At times he appeared aloof—as if he could take or leave his MMA career—mixing in the occasional kickboxing tourney and always being more concerned with the bottom line than his place in the sport.
Even now that he’s an Octagon mainstay, Overeem doesn’t seem to get it.
So, yeah, that was strange.
Though he tried to explain himself during an appearance on Monday’s episode of The MMA Hour (h/t MMA Fighting), the Lesnar call-out struck a discordant note with onlookers. It was nonsensical, maybe even a bit mean-spirited and weirdly typical from a guy who’s always insisted on plotting his own unorthodox course.
Above all else, it was a reminder that Overeem still isn’t on the same page with the rest of the sport.
It’s telling that, after earning his first win in the Octagon since 2011, his first thought wasn’t to say he was coming for UFC champion Cain Velasquez.
He didn’t think to call out former titlist Junior dos Santos, whom Overeem was scheduled to fight at UFC 160 before a positive drug test put him on ice.
He didn’t even invoke the names Fabricio Werdum or Travis Browne, who have fought him before and will battle each other for No. 1 contender status in April.
No, his first thought was to passively challenge a guy who doesn’t work for the company to a fight that will never happen. A fight that—even if the seas did part for Lesnar’s return—would make them both a few bucks but would do nothing for "The Reem's" stature in the heavyweight division.
It was the kind of thing that could only stem from a desire to mix an easy victory with an enormous payday, and Dana White squelched it immediately at the post-fight press conference.
"Brock Lesnar is not coming back,” White said, via Fox Sports. “Brock Lesnar is not fighting."

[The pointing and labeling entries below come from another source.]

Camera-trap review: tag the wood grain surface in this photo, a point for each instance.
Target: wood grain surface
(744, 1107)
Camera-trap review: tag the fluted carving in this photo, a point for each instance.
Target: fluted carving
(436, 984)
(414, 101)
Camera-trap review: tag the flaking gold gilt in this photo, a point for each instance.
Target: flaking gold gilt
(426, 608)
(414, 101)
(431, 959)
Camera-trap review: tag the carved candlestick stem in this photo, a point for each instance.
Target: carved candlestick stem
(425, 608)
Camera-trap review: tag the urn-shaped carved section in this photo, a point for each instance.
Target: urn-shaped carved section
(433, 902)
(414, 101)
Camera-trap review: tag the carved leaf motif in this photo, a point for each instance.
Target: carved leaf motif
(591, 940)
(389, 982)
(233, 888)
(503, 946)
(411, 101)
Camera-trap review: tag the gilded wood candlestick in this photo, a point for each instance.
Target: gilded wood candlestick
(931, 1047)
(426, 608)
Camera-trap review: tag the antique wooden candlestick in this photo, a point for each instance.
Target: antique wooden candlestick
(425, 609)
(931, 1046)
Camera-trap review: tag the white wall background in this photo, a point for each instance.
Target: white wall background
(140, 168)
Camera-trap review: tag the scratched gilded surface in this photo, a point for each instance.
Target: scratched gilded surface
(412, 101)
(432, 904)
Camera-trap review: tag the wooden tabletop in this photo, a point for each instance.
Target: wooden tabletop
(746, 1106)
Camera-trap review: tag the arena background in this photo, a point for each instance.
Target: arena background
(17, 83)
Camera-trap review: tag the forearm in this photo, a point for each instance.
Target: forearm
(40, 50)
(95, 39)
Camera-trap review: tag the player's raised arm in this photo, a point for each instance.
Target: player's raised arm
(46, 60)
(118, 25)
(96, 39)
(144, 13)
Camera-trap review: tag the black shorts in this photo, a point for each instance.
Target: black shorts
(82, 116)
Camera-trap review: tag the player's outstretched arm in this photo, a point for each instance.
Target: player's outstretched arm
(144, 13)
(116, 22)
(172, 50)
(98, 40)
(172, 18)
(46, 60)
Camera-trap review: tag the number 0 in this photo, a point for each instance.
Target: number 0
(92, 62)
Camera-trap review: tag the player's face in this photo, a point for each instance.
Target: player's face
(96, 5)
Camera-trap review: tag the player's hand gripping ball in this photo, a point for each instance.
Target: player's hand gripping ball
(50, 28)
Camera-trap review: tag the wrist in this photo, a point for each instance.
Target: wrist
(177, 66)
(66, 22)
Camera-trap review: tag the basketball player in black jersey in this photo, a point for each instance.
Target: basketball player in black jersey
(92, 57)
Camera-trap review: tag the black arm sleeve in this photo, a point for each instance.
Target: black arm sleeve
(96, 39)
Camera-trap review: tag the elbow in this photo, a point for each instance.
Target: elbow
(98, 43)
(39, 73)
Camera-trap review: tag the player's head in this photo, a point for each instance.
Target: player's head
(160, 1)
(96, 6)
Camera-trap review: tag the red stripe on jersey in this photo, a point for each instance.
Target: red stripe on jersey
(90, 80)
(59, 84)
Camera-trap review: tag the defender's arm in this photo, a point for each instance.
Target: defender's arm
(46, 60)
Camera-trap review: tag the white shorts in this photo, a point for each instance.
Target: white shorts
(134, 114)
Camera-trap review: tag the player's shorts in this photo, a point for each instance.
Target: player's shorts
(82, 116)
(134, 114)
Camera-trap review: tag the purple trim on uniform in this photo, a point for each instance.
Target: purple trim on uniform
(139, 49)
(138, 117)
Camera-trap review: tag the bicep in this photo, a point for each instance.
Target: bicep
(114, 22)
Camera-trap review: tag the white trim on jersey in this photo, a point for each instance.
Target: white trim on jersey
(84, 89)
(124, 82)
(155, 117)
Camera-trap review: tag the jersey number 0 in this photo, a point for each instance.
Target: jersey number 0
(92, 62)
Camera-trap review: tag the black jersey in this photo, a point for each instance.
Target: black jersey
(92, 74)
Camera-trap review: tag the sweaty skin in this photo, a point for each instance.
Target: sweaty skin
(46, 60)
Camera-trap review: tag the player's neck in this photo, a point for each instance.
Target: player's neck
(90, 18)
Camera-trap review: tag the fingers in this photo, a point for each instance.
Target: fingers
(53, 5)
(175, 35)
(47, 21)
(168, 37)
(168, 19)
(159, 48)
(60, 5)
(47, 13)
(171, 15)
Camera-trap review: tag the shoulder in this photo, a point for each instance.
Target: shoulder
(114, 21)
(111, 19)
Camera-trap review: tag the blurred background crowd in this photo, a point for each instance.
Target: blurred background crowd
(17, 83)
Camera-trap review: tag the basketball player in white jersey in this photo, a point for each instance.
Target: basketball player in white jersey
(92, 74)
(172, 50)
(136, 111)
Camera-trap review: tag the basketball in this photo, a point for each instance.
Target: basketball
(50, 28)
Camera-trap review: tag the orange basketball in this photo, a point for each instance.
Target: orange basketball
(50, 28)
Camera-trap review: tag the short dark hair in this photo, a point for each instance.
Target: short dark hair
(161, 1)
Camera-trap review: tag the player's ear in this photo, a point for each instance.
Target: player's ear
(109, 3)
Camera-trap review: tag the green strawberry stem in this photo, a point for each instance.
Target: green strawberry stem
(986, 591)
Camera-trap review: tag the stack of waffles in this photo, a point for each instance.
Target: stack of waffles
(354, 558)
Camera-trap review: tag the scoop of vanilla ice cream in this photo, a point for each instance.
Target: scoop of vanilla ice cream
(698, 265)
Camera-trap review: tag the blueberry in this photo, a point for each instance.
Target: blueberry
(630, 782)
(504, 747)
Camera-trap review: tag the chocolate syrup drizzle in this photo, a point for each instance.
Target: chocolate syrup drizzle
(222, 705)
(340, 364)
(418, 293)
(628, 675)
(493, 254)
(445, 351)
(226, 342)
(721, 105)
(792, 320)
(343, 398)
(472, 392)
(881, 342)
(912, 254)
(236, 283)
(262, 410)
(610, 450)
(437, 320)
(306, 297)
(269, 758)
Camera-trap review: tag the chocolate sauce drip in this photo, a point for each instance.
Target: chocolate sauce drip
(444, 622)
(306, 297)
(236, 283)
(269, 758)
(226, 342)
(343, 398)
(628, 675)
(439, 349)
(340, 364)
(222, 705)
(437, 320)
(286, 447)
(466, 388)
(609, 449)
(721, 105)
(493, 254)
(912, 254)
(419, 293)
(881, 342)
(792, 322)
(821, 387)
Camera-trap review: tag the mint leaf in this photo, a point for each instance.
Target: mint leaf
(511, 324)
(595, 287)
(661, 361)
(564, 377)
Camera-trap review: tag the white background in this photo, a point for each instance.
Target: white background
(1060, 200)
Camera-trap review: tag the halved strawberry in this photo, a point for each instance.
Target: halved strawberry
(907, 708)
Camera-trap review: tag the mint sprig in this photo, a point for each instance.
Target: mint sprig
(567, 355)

Call it the latest piece of evidence that Overeem isn’t exactly in tune with the UFC, either.
The organization has bent over backward to fashion him into a legitimate, relevant No. 1 contender, giving him second, third and fourth chances after his positive PEDs test and back-to-back losses.
A fighter with less upside—especially one earning an estimated $285,000 to $400,000 per fight—might have found himself out of work a while ago. Yet the fight company still gives the impression that it would like nothing more than for Overeem to slug his way back into contention.
With each passing performance, however, it appears like the fearsome competitor who won 11 fights in a row from 2007-2011 might not be coming back.
White deemed Saturday’s wipeout of Mir “crappy” in an interview with Fox Sports 1 (via Bloody Elbow), and as Overeem’s Herculean physique has faded in the wake of his bust for elevated levels of testosterone, so too has his killer instinct.
At 33 years old, the picture of Overeem today may be of a once-terrifying heavyweight in decline.
Fans and UFC brass would no doubt like to see him fully engaged in the process, reverting to previous form and inflicting remorseless violence on the competition. Instead he’s slumping his way to victories over fading stars like Mir and calling out guys who haven’t been active MMA fighters since the end of 2011.
His next fight will be a big one and likely designed to get him back in the thick of the title picture—think JDS or Stipe Miocic as an opponent.
Like the Mir bout, it will also be a must-win.
If Overeem means to replant his flag among the heavyweight elite, he’ll need to show the promotion he still has the skills to do impressive things to the top contenders.
To win back the fans, he’ll have to show them that his head is still in the game.